[Born at Rome, B.C. 100. Died there, B.C. 44. Aged 56.]
The mightiest amongst the mighty of men. At the outset of his career he
served in Asia, where he won a civic wreath. Subsequently made Consul in
Rome (B.C. 59); and, at the close of his term of office, appointed to
the government of Gaul--which country in nine years he wholly subjugated
to Roman rule. His invasion of Britain is amongst the earliest
recollections of the English schoolboy. The renowned Commentaries of
Julius Cæsar graphically narrate these deeds. Rousing the jealousy of
Pompey, in Rome, by his splendid achievements, he marched into
Italy--afterwards into Spain, in order to crush the adherents of Pompey,
and then returned to Rome in triumph, to be created Dictator. As
Dictator he overcame his rival in the battle of Pharsalia, in Thessaly.
He performed fresh service to the state in Egypt, and going back to Rome
in order to advance the social and material prosperity of his country,
he fell a victim to a conspiracy, of which Brutus and Cassius were at
the head. Twice had the crown been offered to him, and twice had he
refused it. No Roman before his time had ever won such honour as was
heaped upon his head. He suffered from epilepsy, and was very
abstemious. He was tall, fair and slight--very careful of his person,
concealing his baldness by a laurel crown. His was indeed a head
inwreathed with palms. He was a great captain, a great statesman, a
great orator--a great writer. He had innate personal intrepidity,
instantaneous decision, answering celerity of action, resources to meet
every emergency, consummate military skill, an unshaken presence of
mind, a trust--whether in his fortune, as he said, or in himself--which
still augured and still conquered success. He had also the most implicit
confidence in his troops, whom he treated ever as companions and
brothers in arms. Intellectual action in him was without labour. It was
subtle, comprehensive, rapid, luminous, self-possessed. He dictated to
five secretaries at once, on different subjects: his strokes of
eloquence in the Senate, as his strokes of action in the field, were
quick and irresistible. In the terrible civil war of the dissolving
Republic--a war wasteful of Roman blood in the field,--thirstier for the
flow of the same drear beverage by the axe and the dagger,--there, where
the sole sad policy of the victor hitherto was revenge, Cæsar tried the
novel art of forgiveness: although in his Gaulish conquests--when the
barbarian stands before him--he looks to us, by his own reporting,
sanguinary and merciless. By toil and spare diet, he hardened a feeble
health for any work. A civilian, with but a taste, in youth, of war,
he, at forty, stepped into command, at once a supreme commander.

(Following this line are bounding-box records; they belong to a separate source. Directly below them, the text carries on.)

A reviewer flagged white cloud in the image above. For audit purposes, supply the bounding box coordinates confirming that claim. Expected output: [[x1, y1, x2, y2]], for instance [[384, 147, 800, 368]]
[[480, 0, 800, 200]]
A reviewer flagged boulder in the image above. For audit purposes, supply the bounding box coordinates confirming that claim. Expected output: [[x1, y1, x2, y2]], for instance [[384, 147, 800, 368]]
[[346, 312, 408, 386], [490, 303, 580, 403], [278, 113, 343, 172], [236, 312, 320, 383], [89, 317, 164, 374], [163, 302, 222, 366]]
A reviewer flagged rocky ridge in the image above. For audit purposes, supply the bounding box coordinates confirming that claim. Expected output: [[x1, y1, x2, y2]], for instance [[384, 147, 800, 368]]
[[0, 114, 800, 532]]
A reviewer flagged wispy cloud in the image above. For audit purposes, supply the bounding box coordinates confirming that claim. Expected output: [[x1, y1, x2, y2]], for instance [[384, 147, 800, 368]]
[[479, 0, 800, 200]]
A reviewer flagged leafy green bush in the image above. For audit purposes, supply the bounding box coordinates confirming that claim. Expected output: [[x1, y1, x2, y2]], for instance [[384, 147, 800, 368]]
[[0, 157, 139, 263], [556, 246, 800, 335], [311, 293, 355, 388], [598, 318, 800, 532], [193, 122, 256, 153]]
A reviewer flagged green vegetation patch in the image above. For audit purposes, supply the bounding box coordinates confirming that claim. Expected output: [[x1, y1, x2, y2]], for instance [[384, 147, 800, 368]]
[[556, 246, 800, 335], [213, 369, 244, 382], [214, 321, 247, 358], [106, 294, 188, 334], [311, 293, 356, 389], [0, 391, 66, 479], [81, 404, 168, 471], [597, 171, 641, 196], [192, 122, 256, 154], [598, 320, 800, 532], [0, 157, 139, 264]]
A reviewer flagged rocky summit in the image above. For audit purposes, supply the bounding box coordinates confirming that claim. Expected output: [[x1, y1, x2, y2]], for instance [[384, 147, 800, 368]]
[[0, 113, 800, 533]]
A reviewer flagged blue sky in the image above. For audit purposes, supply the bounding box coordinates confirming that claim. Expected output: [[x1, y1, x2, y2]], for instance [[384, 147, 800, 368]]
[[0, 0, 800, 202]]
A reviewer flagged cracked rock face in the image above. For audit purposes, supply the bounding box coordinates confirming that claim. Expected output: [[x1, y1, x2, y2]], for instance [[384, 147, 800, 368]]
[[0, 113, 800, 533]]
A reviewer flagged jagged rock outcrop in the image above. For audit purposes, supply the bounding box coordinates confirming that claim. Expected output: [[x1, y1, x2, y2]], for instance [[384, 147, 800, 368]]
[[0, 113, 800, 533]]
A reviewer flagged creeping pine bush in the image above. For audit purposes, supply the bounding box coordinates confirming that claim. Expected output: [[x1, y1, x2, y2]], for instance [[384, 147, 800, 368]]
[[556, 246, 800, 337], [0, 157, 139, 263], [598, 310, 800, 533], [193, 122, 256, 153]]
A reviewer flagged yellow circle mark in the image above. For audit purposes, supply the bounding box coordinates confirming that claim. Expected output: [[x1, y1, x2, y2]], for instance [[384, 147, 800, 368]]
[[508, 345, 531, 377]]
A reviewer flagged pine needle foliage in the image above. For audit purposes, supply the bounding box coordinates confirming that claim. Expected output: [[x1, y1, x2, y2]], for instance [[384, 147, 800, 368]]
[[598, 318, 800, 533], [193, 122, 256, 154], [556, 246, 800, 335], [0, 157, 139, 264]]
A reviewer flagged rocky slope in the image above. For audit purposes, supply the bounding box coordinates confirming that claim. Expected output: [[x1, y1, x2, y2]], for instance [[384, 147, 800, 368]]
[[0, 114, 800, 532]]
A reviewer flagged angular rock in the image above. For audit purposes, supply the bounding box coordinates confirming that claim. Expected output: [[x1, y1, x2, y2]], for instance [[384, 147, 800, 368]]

Recklessly licentious, yet no intellect could be keener, healthier, and
more vigorous. His writings, with the simplicity of a soldier, have the
clearness and precision of a grammarian. And why not, since we know that
in the versatility of his genius, he wrote two books on grammar. In the
history of the world, Julius Cæsar was a power. In the records of
psychology a wonder.
[From the bronze in the Florence Gallery. He wore the front of his
head shaven. It resembles the bronze medals of Cæsar, but is suspected
to be modern. He is said to have been sensitive on account of his
baldness, and this bust shows the hair combed forward to hide it. No.
111B possesses much individuality; it is from the head in basalt in
the Berlin Museum, and stood constantly on the study table of Frederic
the Great. No. 111A is the bust from the Poniatowsky Collection, and
remarkable for having the diadem round the head. No. 125 is from the
marble in the Gallery of the Emperors, in the Capitol at Rome.]